Showing papers by "Christa Schleper published in 2005"

Novel genes for nitrite reductase and Amo-related proteins indicate a role of uncultivated mesophilic crenarchaeota in nitrogen cycling.

Abstract: Mesophilic crenarchaeota are frequently found in terrestrial and marine habitats worldwide, but despite their considerable abundance the physiology of these as yet uncultivated archaea has remained unknown. From a 1.2 Gb large-insert environmental fosmid library of a calcareous grassland soil, a 43 kb genomic fragment was isolated with a ribosomal RNA that shows its affiliation to group 1.1b of crenarchaeota repeatedly found in soils. The insert encoded a homologue of a copper-containing nitrite reductase with an unusual C-terminus that encoded a potential amicyanin-like electron transfer domain as well as two proteins related to subunits of ammonia monooxygenases or particulate methane monooxygenases (AmoAB/PmoAB) respectively. Expression of nirK and the amoA-like gene was shown by reverse transcription polymerase chain reaction (PCR) analyses in soil samples, the latter being found at higher levels when the soil was incubated with ammonia (measured by quantitative PCR). Further variants of both genes were amplified from soil samples and were found in the environmental database from the Sargasso Sea plankton. Taken together, our findings suggest that mesophilic terrestrial and marine crenarchaeota might be capable of ammonia oxidation under aerobic and potentially also under anaerobic conditions.
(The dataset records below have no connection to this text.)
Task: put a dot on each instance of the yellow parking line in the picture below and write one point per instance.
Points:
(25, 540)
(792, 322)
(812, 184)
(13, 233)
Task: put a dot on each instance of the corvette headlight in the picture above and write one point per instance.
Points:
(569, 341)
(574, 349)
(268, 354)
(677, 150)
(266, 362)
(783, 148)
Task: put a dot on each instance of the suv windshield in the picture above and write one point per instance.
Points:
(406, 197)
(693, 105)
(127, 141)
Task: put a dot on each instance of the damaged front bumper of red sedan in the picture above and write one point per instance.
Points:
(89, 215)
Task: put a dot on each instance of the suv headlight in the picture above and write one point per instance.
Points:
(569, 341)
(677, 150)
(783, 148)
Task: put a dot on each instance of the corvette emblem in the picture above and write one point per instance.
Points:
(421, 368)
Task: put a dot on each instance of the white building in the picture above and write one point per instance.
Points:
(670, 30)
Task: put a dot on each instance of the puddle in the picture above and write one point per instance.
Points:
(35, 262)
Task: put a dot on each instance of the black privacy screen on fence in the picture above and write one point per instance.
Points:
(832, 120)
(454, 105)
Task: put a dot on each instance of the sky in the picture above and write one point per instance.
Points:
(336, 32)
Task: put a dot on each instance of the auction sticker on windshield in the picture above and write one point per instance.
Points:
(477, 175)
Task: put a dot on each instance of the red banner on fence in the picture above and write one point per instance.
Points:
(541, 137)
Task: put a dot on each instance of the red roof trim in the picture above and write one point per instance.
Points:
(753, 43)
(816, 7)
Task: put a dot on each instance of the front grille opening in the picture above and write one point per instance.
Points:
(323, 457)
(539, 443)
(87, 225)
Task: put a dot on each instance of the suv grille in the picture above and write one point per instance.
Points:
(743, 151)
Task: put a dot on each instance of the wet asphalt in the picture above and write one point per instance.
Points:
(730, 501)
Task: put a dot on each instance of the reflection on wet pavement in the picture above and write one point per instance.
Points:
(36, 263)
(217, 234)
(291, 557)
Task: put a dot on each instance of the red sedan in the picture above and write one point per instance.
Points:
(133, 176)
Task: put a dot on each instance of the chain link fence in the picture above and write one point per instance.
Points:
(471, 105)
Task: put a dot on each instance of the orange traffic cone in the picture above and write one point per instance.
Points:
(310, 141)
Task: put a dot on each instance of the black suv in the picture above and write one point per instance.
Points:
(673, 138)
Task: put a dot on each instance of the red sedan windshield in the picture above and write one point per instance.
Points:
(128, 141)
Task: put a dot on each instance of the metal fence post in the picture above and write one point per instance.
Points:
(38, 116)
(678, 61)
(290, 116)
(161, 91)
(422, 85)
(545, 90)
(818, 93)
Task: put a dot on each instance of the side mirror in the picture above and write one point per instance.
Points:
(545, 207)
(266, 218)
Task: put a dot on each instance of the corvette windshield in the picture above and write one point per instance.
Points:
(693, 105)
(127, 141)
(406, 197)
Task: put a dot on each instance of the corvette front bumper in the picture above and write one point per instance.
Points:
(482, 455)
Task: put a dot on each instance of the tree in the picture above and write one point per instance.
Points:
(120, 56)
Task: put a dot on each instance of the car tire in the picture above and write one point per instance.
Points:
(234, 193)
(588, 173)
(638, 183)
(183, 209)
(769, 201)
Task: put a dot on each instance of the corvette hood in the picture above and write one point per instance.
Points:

Genomic studies of uncultivated archaea

Abstract: Archaea represent a considerable fraction of the prokaryotic world in marine and terrestrial ecosystems, indicating that organisms from this domain might have a large impact on global energy cycles. However, many novel archaeal lineages that have been detected by molecular phylogenetic approaches have remained elusive because no laboratory-cultivated strains are available. Environmental genomic analyses have recently provided clues about the potential metabolic strategies of several of the uncultivated and abundant archaeal species, including non-thermophilic terrestrial and marine crenarchaeota and methanotrophic euryarchaeota. These initial studies of natural archaeal populations also revealed an unexpected degree of genomic variation that indicates considerable heterogeneity among archaeal strains. Here, we review genomic studies of uncultivated archaea within a framework of the phylogenetic diversity and ecological distribution of this domain.